Poster: Unraveling Immunogenomic Diversity in Single-Cell Data

Unraveling Immunogenomic Diversity in Single-Cell Data

Ahmad Al Ajami,Katharina Imkeller

University Hospital Frankfurt

Abstract

Immune molecules such as B and T cell receptors, human leukocyte antigens (HLAs), or killer Ig-like receptors (KIRs) are encoded in the genetically most diverse loci of the human genome. Many of these immune genes are hyperpolymorphic – showing high allelic diversity across human populations. In addition, typical immune molecules are polygenic, which means that multiple functionally similar genes encode the same protein subunit. However, integrative single-cell methods commonly used to analyze immune cells in large patient cohorts do not take into account this polygeny and allelic diversity. This leads to erroneous quantification of important immune mediators and impaired inter-donor comparability, which ultimately obscures immunological information contained in the data. In our poster, we introduce the idea behind our new computational approach that enhances information derived from single-cell studies by accurately addressing bioinformatic challenges that arise from human immunogenetic diversity. We summarize our aim, which is to implement a precise quantification of immune gene expression at the allele, gene, and functional level.
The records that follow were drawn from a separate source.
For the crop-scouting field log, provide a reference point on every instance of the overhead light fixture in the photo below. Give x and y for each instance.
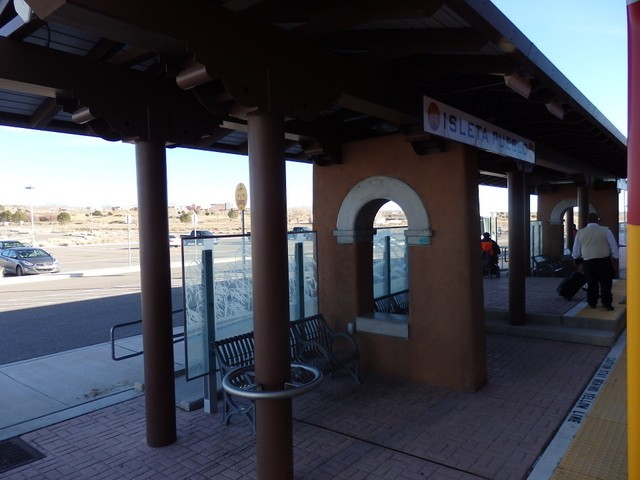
(555, 109)
(23, 10)
(518, 84)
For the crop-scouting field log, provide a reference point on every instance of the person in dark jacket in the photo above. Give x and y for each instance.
(594, 245)
(490, 254)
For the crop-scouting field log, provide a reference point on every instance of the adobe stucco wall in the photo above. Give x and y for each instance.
(446, 345)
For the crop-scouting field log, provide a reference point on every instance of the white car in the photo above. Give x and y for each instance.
(174, 241)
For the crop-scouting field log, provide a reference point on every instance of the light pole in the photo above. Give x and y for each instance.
(33, 230)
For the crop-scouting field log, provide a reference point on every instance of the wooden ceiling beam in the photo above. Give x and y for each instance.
(301, 89)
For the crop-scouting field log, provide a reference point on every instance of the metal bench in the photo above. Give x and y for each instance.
(394, 303)
(311, 342)
(316, 344)
(232, 353)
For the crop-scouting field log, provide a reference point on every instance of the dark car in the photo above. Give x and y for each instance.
(28, 261)
(199, 234)
(301, 233)
(4, 244)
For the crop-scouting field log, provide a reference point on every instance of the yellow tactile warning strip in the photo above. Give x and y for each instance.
(599, 449)
(619, 291)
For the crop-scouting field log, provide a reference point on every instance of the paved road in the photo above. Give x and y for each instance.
(47, 314)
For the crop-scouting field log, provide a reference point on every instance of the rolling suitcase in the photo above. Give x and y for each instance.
(570, 285)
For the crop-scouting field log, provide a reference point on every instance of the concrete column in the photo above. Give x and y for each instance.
(515, 183)
(270, 292)
(583, 205)
(155, 279)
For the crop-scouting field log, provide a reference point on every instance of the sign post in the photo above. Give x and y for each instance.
(241, 201)
(633, 242)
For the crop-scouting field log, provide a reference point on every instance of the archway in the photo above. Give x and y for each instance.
(562, 215)
(358, 210)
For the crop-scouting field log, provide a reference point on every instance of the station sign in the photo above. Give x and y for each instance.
(445, 121)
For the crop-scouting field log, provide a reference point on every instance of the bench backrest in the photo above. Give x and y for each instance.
(235, 351)
(312, 329)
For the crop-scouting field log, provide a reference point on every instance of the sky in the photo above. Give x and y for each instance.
(585, 39)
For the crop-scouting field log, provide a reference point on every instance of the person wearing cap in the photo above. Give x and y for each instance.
(595, 245)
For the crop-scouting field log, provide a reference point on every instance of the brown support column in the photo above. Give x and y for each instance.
(515, 182)
(155, 280)
(270, 292)
(568, 228)
(526, 226)
(583, 205)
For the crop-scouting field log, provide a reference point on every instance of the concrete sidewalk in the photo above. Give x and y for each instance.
(381, 430)
(44, 391)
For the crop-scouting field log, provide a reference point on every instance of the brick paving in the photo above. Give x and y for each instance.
(383, 429)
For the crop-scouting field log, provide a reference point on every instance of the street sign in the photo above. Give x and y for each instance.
(241, 196)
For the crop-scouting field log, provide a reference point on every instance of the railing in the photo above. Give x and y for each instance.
(177, 337)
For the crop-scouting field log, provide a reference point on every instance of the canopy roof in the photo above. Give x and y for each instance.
(189, 72)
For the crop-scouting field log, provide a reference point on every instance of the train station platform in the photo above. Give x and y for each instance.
(554, 407)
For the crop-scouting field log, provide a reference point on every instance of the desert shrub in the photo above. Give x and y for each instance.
(63, 217)
(20, 216)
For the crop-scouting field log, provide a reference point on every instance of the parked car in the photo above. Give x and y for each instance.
(27, 261)
(198, 234)
(4, 244)
(306, 233)
(174, 241)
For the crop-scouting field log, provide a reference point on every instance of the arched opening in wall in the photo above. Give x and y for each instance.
(383, 248)
(390, 261)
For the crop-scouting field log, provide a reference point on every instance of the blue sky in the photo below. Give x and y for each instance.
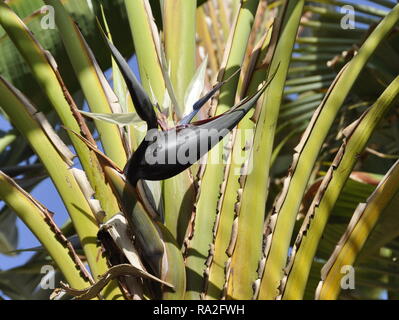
(46, 193)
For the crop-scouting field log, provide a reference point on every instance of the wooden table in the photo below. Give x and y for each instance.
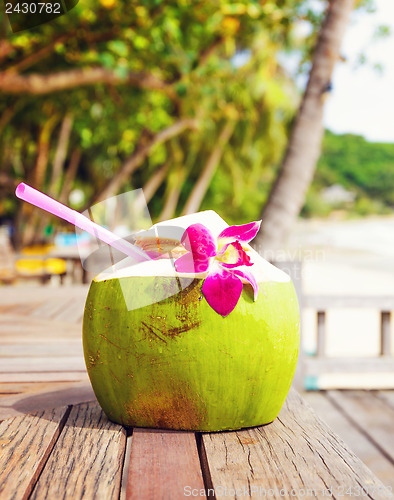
(55, 442)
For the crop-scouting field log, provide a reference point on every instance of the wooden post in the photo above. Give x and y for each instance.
(385, 333)
(321, 333)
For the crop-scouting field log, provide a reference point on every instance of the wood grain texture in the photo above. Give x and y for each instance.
(25, 443)
(42, 364)
(87, 460)
(371, 415)
(362, 446)
(294, 453)
(387, 396)
(46, 397)
(162, 465)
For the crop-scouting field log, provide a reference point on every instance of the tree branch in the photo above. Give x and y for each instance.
(137, 158)
(36, 84)
(200, 188)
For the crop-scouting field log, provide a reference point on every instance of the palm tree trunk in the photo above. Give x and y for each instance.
(295, 175)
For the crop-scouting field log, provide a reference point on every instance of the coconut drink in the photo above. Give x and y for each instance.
(206, 340)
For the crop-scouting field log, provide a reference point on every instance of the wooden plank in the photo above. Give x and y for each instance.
(385, 333)
(46, 397)
(387, 396)
(72, 311)
(25, 294)
(351, 435)
(170, 457)
(321, 333)
(295, 456)
(15, 388)
(324, 302)
(87, 459)
(43, 364)
(43, 377)
(12, 325)
(373, 417)
(48, 347)
(26, 443)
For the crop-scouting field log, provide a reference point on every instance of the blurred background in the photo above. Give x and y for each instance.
(280, 110)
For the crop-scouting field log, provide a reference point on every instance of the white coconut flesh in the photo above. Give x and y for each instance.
(262, 270)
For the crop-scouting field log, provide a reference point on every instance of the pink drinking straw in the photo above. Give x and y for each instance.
(41, 200)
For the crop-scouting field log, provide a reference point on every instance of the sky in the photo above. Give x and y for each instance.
(362, 99)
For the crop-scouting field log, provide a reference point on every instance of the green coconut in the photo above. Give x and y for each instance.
(159, 356)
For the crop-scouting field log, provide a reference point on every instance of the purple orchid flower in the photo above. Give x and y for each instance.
(225, 259)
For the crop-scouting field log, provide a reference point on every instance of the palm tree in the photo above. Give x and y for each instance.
(296, 172)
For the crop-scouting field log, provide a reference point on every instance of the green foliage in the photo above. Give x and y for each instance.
(358, 165)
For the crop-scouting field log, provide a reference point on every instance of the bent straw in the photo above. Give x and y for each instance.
(41, 200)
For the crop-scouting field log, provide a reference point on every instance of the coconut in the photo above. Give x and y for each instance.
(159, 356)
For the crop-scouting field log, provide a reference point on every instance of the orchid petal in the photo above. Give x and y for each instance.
(222, 291)
(248, 275)
(233, 255)
(244, 233)
(190, 263)
(199, 240)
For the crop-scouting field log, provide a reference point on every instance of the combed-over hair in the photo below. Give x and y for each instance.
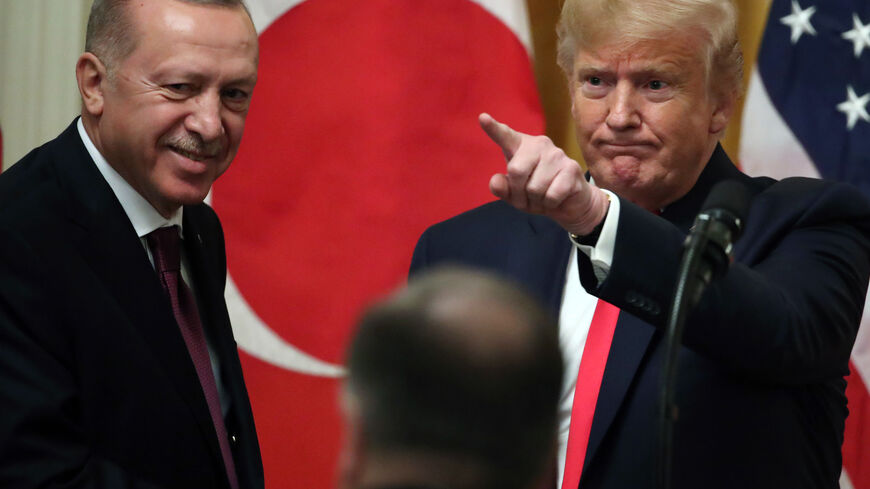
(589, 24)
(110, 34)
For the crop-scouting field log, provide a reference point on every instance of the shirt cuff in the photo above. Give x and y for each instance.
(601, 254)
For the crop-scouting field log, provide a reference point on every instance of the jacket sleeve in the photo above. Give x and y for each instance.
(43, 440)
(788, 309)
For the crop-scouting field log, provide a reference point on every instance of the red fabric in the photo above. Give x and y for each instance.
(165, 244)
(586, 391)
(362, 132)
(856, 451)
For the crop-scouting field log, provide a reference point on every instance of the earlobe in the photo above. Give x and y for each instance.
(90, 74)
(722, 113)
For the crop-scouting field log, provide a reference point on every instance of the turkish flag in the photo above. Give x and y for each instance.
(362, 132)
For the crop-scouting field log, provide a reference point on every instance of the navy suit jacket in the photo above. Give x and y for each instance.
(760, 386)
(97, 388)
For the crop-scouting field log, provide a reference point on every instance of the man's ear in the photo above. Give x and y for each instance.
(352, 459)
(722, 112)
(91, 74)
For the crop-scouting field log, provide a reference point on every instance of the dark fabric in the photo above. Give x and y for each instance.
(760, 386)
(165, 245)
(97, 388)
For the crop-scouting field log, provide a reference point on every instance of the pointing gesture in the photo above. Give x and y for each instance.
(541, 179)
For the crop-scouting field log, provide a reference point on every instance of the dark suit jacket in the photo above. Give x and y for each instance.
(96, 386)
(760, 386)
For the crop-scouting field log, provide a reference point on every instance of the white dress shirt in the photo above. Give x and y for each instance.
(575, 317)
(146, 219)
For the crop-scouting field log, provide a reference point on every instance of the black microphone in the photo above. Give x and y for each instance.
(707, 254)
(717, 227)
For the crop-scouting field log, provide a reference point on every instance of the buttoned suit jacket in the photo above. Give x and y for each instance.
(760, 385)
(97, 388)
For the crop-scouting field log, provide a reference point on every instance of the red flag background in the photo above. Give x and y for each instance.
(362, 132)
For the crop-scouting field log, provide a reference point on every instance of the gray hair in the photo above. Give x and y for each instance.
(465, 365)
(111, 36)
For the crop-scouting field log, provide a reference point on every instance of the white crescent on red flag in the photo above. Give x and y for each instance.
(806, 114)
(362, 132)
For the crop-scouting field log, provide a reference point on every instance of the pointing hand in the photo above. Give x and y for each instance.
(541, 179)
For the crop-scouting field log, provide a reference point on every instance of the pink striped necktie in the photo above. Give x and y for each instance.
(165, 244)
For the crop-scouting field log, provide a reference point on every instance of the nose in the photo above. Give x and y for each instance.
(623, 108)
(205, 116)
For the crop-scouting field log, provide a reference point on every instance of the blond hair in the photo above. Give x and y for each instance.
(587, 24)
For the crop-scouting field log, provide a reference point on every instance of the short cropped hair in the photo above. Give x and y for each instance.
(460, 364)
(111, 36)
(588, 24)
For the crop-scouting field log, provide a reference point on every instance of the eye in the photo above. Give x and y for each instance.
(236, 99)
(235, 94)
(180, 87)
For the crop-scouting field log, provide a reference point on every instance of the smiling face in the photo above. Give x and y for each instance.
(170, 117)
(647, 120)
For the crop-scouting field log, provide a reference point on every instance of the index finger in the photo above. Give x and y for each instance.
(502, 134)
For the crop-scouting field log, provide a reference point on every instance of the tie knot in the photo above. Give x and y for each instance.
(165, 244)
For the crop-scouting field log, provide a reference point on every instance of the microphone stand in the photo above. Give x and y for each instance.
(687, 283)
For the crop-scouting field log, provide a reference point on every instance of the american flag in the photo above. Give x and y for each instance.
(807, 114)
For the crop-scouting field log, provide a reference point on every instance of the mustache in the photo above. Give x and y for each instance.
(194, 144)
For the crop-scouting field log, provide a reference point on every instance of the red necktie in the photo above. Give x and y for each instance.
(165, 244)
(586, 390)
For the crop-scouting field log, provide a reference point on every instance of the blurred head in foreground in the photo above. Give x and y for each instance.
(452, 382)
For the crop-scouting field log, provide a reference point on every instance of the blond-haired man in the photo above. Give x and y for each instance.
(760, 388)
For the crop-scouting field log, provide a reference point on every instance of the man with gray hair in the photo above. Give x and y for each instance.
(452, 382)
(118, 367)
(760, 387)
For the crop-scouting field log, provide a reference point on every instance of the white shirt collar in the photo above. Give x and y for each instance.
(141, 213)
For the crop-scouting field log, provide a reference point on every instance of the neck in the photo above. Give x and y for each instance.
(409, 468)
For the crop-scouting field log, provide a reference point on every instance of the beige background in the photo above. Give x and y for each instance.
(40, 41)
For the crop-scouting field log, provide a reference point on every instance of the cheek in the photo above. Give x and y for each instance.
(586, 117)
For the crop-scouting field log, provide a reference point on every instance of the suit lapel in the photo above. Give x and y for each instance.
(548, 267)
(110, 247)
(633, 337)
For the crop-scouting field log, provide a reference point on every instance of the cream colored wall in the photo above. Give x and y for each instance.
(40, 41)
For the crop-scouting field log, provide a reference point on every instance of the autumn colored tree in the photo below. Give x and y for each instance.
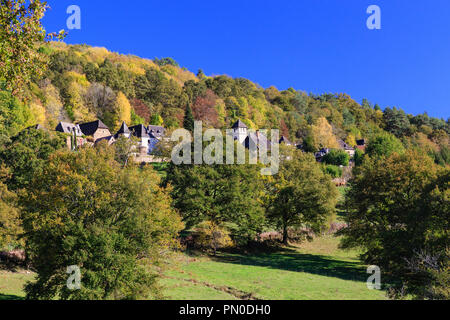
(21, 34)
(337, 157)
(396, 207)
(10, 224)
(204, 109)
(25, 155)
(188, 122)
(114, 223)
(223, 195)
(304, 196)
(123, 109)
(384, 144)
(322, 133)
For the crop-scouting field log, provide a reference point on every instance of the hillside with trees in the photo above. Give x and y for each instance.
(122, 222)
(85, 83)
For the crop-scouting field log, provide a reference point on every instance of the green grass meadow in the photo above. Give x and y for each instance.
(311, 271)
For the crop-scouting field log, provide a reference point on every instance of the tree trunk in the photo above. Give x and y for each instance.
(285, 234)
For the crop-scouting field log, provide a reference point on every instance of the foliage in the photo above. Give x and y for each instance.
(10, 226)
(209, 235)
(358, 157)
(220, 194)
(188, 122)
(337, 157)
(14, 115)
(304, 196)
(83, 209)
(25, 155)
(398, 206)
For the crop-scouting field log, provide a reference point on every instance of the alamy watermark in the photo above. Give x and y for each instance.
(74, 20)
(374, 20)
(257, 143)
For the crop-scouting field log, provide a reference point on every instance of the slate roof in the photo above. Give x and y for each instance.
(123, 130)
(66, 127)
(139, 131)
(361, 142)
(110, 139)
(239, 124)
(285, 140)
(258, 139)
(90, 128)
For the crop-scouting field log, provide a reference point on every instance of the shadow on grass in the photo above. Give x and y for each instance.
(5, 297)
(292, 260)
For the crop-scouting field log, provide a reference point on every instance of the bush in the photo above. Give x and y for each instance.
(337, 158)
(334, 171)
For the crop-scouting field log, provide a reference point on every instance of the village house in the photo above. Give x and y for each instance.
(75, 134)
(157, 132)
(348, 149)
(95, 129)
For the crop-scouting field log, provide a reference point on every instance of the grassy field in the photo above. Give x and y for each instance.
(11, 284)
(312, 271)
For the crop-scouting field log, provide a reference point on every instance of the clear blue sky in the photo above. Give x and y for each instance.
(312, 45)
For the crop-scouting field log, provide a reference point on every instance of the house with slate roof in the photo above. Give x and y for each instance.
(123, 131)
(240, 131)
(70, 128)
(95, 129)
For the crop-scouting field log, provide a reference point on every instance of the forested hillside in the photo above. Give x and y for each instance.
(84, 83)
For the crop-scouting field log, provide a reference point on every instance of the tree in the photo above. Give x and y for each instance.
(384, 144)
(124, 108)
(323, 135)
(396, 207)
(304, 196)
(224, 195)
(359, 157)
(337, 158)
(114, 223)
(156, 120)
(396, 121)
(14, 115)
(25, 155)
(200, 74)
(10, 225)
(188, 122)
(21, 33)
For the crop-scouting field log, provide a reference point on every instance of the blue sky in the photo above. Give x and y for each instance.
(312, 45)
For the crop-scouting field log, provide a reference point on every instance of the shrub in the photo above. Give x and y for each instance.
(337, 158)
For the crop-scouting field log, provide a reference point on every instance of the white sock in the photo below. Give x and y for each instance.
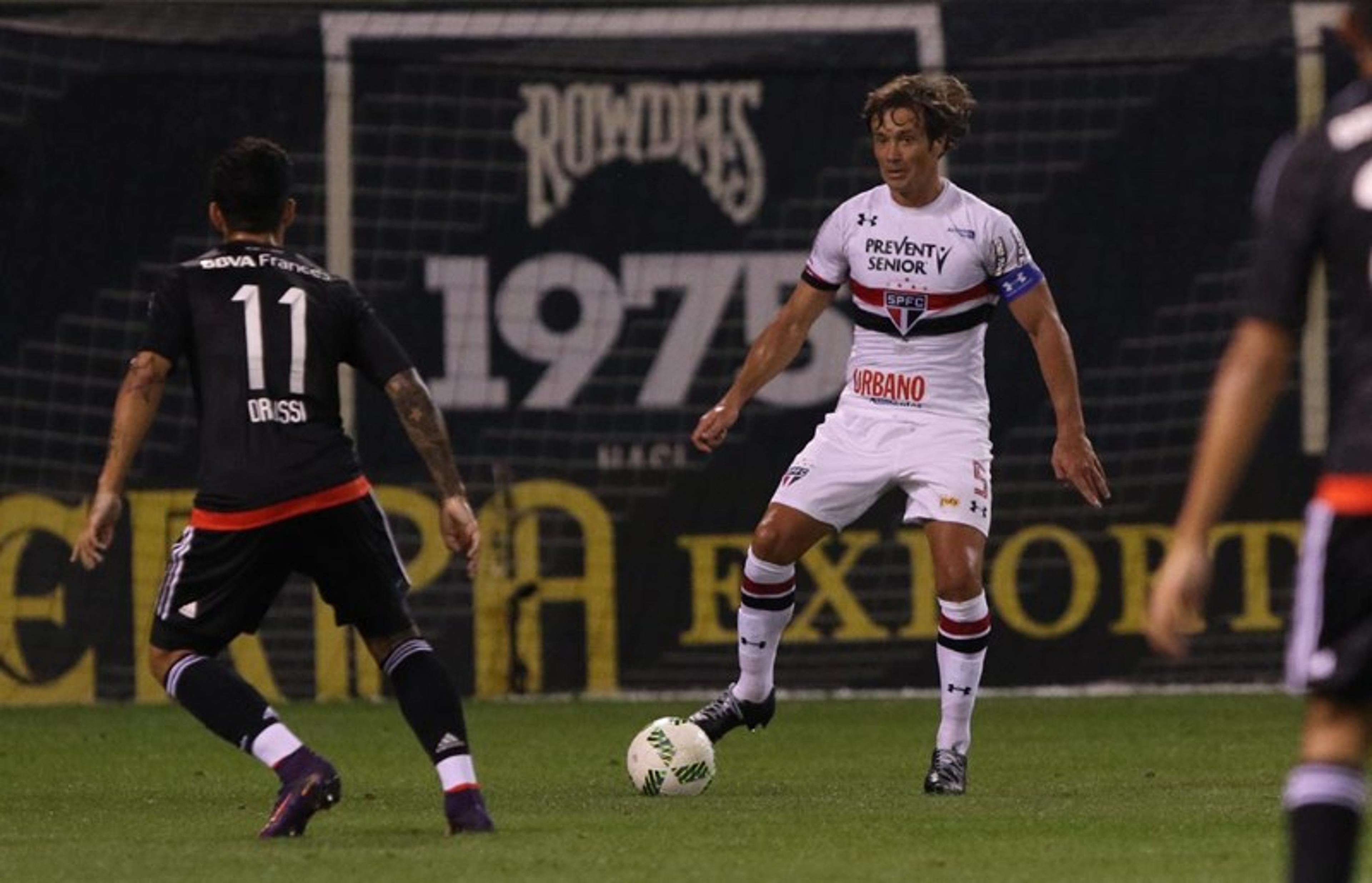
(769, 603)
(457, 773)
(275, 744)
(962, 650)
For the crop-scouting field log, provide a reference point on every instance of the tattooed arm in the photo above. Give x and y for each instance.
(135, 409)
(424, 425)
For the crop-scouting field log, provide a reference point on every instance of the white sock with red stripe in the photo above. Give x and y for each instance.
(769, 600)
(964, 627)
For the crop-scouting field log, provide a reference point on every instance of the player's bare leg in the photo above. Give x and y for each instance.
(238, 713)
(1326, 793)
(769, 601)
(964, 628)
(430, 704)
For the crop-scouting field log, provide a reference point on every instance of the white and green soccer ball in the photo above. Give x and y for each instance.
(671, 756)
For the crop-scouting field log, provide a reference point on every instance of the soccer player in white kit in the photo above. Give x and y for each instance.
(926, 264)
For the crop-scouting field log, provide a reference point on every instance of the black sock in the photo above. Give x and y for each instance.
(1324, 807)
(220, 700)
(427, 698)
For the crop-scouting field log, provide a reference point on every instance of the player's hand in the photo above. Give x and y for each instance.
(462, 534)
(712, 427)
(1178, 595)
(1075, 463)
(99, 530)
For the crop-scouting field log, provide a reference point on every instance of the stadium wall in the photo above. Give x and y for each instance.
(577, 220)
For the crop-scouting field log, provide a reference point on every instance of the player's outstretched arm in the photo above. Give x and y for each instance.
(429, 434)
(1073, 458)
(135, 408)
(770, 354)
(1249, 380)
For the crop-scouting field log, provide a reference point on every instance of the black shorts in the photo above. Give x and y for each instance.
(1330, 648)
(222, 583)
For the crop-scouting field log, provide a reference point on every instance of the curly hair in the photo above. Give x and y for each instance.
(943, 101)
(252, 181)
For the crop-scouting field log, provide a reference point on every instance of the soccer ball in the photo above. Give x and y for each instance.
(671, 756)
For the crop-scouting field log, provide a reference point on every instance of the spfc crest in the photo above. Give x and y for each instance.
(905, 309)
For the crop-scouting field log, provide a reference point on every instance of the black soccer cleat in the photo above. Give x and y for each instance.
(301, 798)
(726, 711)
(947, 773)
(466, 812)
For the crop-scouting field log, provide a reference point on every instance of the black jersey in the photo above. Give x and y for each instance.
(1315, 199)
(264, 332)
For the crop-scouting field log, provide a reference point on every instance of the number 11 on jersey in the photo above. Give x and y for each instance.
(249, 295)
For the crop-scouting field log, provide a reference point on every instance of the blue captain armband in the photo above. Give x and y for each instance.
(1017, 281)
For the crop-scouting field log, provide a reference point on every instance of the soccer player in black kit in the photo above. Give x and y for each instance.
(1313, 199)
(264, 331)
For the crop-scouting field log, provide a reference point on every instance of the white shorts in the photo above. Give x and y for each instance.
(942, 465)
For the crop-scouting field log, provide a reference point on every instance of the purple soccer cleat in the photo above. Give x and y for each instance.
(467, 812)
(312, 789)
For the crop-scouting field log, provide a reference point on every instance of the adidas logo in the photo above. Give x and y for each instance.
(449, 744)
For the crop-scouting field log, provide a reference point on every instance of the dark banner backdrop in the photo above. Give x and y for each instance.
(578, 234)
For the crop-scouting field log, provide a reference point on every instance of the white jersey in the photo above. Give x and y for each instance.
(924, 284)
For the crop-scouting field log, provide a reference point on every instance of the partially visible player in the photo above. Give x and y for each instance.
(264, 331)
(926, 264)
(1315, 199)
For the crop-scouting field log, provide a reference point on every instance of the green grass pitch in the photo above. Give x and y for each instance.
(1061, 789)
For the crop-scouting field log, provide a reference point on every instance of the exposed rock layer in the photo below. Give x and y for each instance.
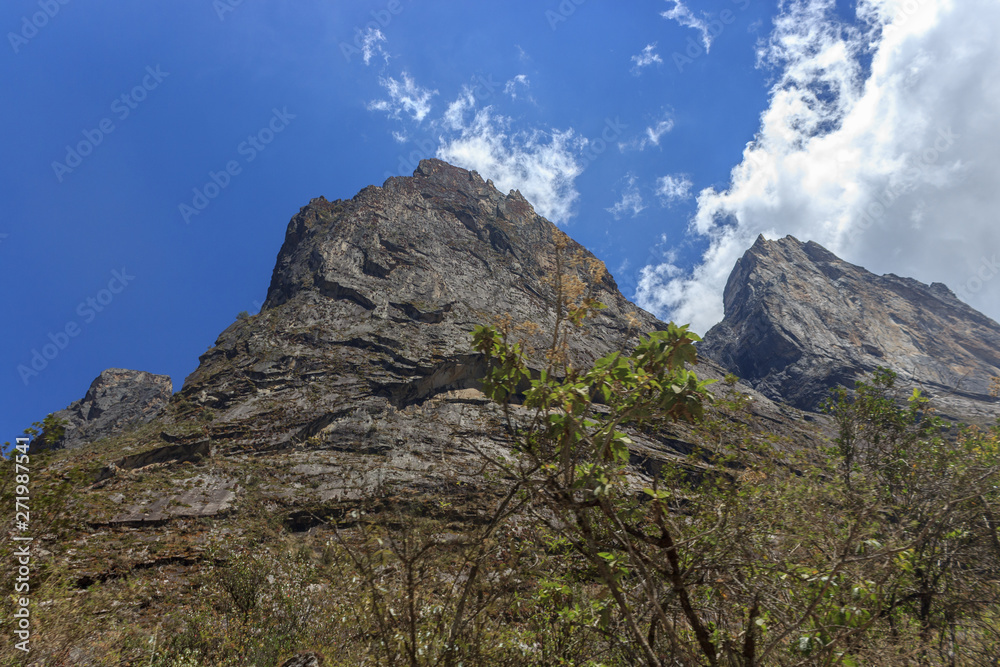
(799, 320)
(117, 399)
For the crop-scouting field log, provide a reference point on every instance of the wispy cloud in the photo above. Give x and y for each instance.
(673, 187)
(646, 58)
(878, 142)
(510, 88)
(404, 96)
(684, 16)
(651, 137)
(541, 165)
(631, 201)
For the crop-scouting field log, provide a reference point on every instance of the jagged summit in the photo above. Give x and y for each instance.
(362, 349)
(799, 320)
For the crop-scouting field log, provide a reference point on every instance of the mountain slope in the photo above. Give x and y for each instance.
(799, 320)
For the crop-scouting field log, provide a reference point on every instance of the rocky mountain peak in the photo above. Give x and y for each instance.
(369, 313)
(118, 398)
(799, 320)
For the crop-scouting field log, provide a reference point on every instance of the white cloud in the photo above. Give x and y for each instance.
(406, 96)
(541, 165)
(654, 133)
(646, 58)
(892, 166)
(684, 16)
(651, 137)
(510, 88)
(370, 45)
(672, 188)
(631, 201)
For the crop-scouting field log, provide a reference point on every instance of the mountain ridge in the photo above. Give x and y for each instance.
(799, 321)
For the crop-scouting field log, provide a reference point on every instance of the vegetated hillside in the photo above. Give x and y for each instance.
(345, 472)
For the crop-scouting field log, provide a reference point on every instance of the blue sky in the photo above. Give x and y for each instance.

Since the identification of drug targets or establishment of cell-based therapies is the ultimate goal of most tumor immunologists, a well-defined, flexible, and allele-aware immune gene quantification workflow that facilitates immunological discovery will be relevant and essential for such studies. We anticipate our work to be a starting point for more precise immunological analysis of multi-omics data.